Dragon Quest VIII macht auch im Jahr 2017 noch eine mehr als stattliche Figur, auch wenn man ihm seine Herkunft aus einer vergangenen Ära an mehreren Stellen anmerkt. Auf Dauer kann das Spiel für Spieler, die klassische JRPGs nicht mehr ganz so gewohnt sind, durchaus eintönig wirken. Das liegt nicht zuletzt daran, dass man vor allem im späteren Verlauf der Hauptquest durch ein plötzliches Ansteigen des Schwierigkeitsgrads in Bosskämpfen und das daraus resultierende Level-Grinding unnötig ausgebremst wird.

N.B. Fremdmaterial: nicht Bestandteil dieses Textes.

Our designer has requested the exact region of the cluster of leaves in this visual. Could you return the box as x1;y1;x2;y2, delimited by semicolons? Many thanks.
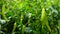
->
0;0;60;34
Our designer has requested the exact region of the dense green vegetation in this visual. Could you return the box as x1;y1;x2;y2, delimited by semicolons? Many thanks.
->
0;0;60;34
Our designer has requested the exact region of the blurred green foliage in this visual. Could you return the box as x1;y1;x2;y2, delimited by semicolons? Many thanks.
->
0;0;60;34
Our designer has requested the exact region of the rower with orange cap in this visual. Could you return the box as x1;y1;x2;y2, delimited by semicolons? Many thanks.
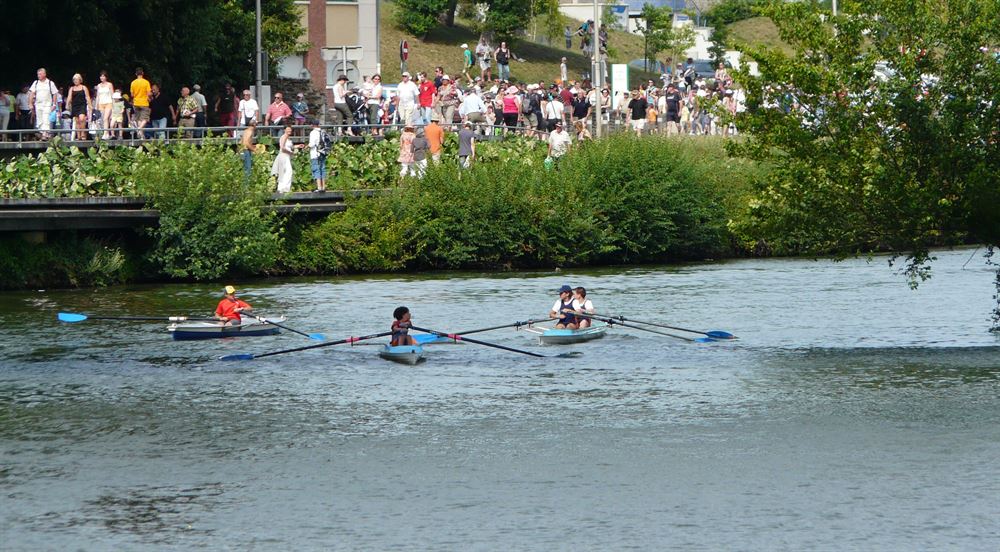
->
215;286;253;326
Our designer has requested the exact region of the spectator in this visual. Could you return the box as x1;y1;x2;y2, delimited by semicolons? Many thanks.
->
0;88;14;142
476;38;492;80
215;82;237;127
111;90;125;140
149;84;177;140
28;67;59;140
366;75;388;136
462;42;474;82
458;90;486;125
291;92;309;126
97;71;115;138
424;113;444;163
177;86;199;138
628;90;649;136
417;72;437;125
549;121;570;161
493;41;517;81
236;90;260;126
309;120;329;193
264;91;292;136
458;121;476;169
240;120;257;179
271;125;303;194
396;123;417;177
396;72;420;125
14;86;31;130
503;86;521;131
437;75;460;127
191;84;208;138
333;75;351;134
413;128;429;178
129;67;150;136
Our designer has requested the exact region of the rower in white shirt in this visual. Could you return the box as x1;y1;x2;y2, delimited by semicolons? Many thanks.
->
573;287;594;330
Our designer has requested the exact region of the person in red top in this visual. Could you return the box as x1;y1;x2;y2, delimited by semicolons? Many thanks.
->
417;73;437;125
389;307;417;347
215;286;253;326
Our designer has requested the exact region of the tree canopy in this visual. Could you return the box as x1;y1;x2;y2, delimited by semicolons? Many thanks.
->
0;0;303;94
730;0;1000;283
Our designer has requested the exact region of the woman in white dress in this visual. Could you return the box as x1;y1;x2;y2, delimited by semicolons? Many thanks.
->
271;126;303;194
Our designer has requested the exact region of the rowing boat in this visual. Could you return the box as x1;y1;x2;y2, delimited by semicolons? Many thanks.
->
525;324;610;345
378;345;424;365
167;316;285;341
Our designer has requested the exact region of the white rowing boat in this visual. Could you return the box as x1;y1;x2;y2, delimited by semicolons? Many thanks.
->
378;345;424;365
167;316;285;341
525;324;611;345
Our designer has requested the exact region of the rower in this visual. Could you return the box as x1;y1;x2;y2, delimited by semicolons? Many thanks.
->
573;287;594;330
549;286;579;330
215;286;253;326
389;307;417;347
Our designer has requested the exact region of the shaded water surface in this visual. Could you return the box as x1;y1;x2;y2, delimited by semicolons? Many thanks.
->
0;251;1000;550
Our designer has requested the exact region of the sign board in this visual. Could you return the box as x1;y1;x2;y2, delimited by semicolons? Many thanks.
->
611;63;629;109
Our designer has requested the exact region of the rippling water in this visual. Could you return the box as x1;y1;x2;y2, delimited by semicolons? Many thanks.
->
0;251;1000;550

Trotzdem sind die positive Stimmung, die farbenfrohe Ästhetik und der einzigartige Charme Dinge, die einen immer wieder zurück ins Spiel ziehen und geradezu süchtig danach machen, noch ein paar Stunden in diese Welt abzutauchen. Hartgesottenen Fans von klassischen JRPGs, die nichts lieber tun würden, als den ganzen Tag nur Sidequests zu erledigen und den Level ihrer Charaktere zu maximieren, sei das Spiel ohnehin ohne jegliche Einschränkung empfohlen. Schließlich handelt es sich bei Dragon Quest VIII um eines der bedeutendsten und (auch bis heute noch) umfangreichsten JRPGs auf dem Markt. Vor allem gemessen an der Handheld-Konkurrenz bewegt dieses Spiel sich in der obersten Klasse dieses Genres. Lediglich Besitzer der PS2-Version, die ihre Retro-Konsole noch unterm TV stehen haben, sollten sich vielleicht noch einmal durch den Kopf gehen lassen, ob die wenigen neuen Änderungen in der 3DS-Version einen Neukauf des Spiels für sie wert sind.